The scenic hills of Kashmir, where the snow runs deep in winters and summers are mellow and home to the Kashmir willow, the tree from which comes some of the best cricket bats in the world, considered on par with English willow. Budding cricketers of India walk out to dusty fields wielding bats made of Kashmir willow to hone their skills that would one day perhaps ensure them a place in their state or national teams.
For several decades Kashmir willow has been a household name and the favorite of millions of Indian cricket lovers and players who use it for both recreational and competitive cricket. Players from gully cricket to top domestic tournaments like Ranji Trophy and IPL have been using this willow for long.

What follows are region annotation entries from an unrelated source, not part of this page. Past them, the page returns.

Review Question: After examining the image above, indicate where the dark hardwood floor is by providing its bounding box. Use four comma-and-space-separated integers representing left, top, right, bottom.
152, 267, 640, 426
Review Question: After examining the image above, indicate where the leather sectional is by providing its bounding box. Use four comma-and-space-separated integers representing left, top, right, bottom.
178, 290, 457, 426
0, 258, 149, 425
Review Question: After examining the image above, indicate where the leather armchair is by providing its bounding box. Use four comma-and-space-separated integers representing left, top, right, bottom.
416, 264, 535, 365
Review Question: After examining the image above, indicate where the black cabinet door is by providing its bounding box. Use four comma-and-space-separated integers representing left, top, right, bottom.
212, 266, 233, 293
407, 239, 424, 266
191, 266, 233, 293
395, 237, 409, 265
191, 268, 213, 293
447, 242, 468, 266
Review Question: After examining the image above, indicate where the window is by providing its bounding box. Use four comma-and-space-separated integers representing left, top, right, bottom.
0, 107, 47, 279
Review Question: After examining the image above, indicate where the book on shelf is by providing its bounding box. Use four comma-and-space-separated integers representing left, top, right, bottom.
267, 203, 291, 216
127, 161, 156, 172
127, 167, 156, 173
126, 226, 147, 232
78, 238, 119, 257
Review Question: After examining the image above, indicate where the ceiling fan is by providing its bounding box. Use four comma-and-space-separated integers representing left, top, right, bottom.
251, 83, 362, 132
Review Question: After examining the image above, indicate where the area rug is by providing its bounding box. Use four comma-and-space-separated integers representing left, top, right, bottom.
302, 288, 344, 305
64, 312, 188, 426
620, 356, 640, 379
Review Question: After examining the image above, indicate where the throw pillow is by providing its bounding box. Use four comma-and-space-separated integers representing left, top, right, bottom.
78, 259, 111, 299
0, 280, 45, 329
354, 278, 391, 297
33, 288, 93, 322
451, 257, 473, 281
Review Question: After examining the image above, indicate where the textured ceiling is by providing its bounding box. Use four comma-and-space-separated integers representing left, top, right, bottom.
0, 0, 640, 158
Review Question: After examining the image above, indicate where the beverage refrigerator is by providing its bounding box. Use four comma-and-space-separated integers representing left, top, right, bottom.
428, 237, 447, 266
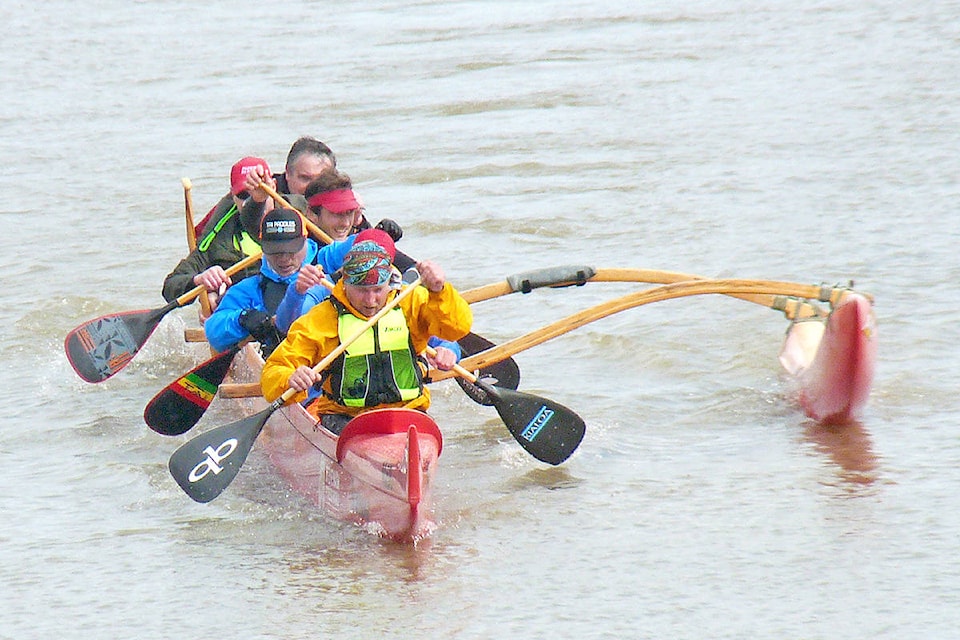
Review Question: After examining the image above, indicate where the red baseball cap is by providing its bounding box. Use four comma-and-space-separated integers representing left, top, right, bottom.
230, 156, 270, 195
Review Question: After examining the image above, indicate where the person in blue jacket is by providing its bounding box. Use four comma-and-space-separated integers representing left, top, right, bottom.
203, 208, 353, 357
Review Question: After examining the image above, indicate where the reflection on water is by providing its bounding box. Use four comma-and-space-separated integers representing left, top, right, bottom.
804, 421, 878, 485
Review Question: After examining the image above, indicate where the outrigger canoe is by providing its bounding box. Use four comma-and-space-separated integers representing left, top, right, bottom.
448, 265, 877, 424
234, 346, 443, 543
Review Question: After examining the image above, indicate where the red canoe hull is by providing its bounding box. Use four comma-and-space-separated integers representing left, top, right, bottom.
260, 404, 442, 542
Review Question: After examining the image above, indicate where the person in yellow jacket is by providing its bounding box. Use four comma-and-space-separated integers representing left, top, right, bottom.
260, 229, 473, 433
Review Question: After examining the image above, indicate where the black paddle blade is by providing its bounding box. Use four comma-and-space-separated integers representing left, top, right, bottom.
168, 403, 279, 502
63, 303, 176, 382
477, 380, 587, 465
143, 345, 240, 436
455, 333, 520, 407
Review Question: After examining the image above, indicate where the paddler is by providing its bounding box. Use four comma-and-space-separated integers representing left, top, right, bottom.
203, 208, 353, 356
261, 230, 473, 433
162, 156, 270, 307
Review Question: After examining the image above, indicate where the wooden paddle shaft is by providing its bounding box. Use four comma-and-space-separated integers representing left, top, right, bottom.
176, 251, 263, 307
431, 279, 850, 380
180, 178, 213, 336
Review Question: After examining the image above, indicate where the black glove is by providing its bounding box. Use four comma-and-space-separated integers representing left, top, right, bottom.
240, 309, 277, 343
374, 218, 403, 242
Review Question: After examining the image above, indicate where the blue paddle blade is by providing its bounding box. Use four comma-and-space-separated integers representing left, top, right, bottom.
455, 333, 520, 406
476, 379, 587, 465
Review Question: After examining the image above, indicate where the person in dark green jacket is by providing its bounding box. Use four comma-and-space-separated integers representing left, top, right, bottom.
162, 157, 270, 306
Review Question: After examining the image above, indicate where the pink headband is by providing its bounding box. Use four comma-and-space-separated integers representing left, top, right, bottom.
307, 189, 360, 213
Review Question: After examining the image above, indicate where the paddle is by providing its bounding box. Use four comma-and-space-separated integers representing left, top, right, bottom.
432, 279, 850, 380
168, 276, 420, 502
180, 178, 213, 318
63, 252, 261, 382
462, 266, 826, 320
143, 341, 246, 436
427, 347, 587, 465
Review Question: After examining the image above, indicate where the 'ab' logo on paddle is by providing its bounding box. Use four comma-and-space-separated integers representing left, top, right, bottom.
189, 438, 237, 482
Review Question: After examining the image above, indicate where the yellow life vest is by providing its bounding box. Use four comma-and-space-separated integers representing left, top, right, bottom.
330, 298, 423, 407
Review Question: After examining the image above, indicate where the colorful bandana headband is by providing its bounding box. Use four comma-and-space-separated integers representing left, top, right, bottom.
307, 189, 360, 213
343, 240, 393, 287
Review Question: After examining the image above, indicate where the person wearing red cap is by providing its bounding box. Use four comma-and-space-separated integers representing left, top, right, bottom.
240, 136, 343, 240
260, 230, 473, 430
162, 156, 270, 306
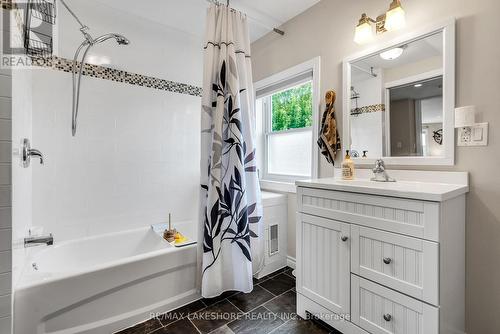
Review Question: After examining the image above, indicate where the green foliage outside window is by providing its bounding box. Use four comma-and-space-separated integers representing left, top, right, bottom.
272, 82, 312, 131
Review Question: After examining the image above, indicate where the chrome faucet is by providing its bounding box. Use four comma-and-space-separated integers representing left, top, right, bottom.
24, 233, 54, 247
371, 159, 396, 182
21, 138, 43, 168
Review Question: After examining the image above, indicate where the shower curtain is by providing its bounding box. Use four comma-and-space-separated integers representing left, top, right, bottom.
199, 5, 264, 298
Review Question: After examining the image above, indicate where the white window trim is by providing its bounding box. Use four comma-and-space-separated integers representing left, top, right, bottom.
254, 57, 321, 193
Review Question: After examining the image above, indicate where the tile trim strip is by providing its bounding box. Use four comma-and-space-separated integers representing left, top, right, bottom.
32, 56, 202, 97
0, 0, 202, 97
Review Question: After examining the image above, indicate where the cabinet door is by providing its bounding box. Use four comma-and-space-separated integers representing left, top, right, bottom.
297, 213, 350, 315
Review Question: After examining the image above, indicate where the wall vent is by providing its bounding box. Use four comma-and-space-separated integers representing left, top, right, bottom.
269, 224, 279, 256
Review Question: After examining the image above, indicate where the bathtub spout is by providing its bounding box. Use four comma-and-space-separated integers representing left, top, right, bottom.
24, 233, 54, 247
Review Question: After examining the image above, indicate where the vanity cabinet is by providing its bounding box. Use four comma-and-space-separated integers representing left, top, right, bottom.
296, 176, 468, 334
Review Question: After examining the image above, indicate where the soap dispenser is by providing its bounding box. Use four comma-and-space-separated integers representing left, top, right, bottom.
342, 150, 354, 180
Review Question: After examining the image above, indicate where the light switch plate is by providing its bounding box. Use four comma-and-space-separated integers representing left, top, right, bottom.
457, 123, 488, 146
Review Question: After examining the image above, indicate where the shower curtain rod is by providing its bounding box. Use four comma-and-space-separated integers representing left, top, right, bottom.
206, 0, 285, 36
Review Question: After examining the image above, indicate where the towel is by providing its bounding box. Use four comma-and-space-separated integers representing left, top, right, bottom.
318, 90, 340, 164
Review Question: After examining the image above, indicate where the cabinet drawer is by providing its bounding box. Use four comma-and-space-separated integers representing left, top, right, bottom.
297, 187, 439, 241
351, 225, 439, 305
351, 275, 439, 334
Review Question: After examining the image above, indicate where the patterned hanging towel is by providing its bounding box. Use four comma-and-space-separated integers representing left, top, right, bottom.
318, 90, 340, 164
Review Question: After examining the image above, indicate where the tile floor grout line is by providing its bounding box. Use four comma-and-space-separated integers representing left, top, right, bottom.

The willow used in making these bats was brought in by the British around 1820s. Owing to the suitability of weather, Kashmir was chosen to establish the industry combining traditional tools with modern technology. The species is identical to “English Willow”. “Kashmir Willow” bats play well and evidences have been found that the finished product is better than its English counterpart. Moreover, these bats are available at significantly low prices than English willow.
In Popular Culture
Some of the popular cricketers who have played with Kashmir willow bats include players like Sachin Tendulkar, M S Dhoni and Sir Vivian Richards of West Indies. The Kashmir Willow wood is slightly harder than English Willow, but you will find these bats performing better than English Willow bats. These bats do not need oiling and can be used for playing immediately with few practice knocks.
Aiming Big Hits
World knows only two willows – English and Kashmiri. With the plans to upgrade the manufacturing units and take manufacturers for exposure visits and with an increasing demand in market due to big hit of Indian Premiere League, Kashmir Willow Bats are getting ready to meet the international standards.
Kashmir willow bats are popular across the world for their quality and durability. Kashmir willow is less valuable than the English willow. However, the cost advantage of the Kashmiri bats ensure that the valley remains the second largest exporter of cricket bats in the world right behind the UK where the sport was born. Some of the districts where these bats are made in Kashmir are Anantnag, Baramula, and Pahalgam mainly along both side of the NH-44. These bats are not only popular in India but also in Pakistan, Bangladesh and Sri Lanka. As it is difficult for budding cricketers to afford English willows, the Kashmir willows become a more popular and reasonable option for aspiring players not just in valley but also around the globe.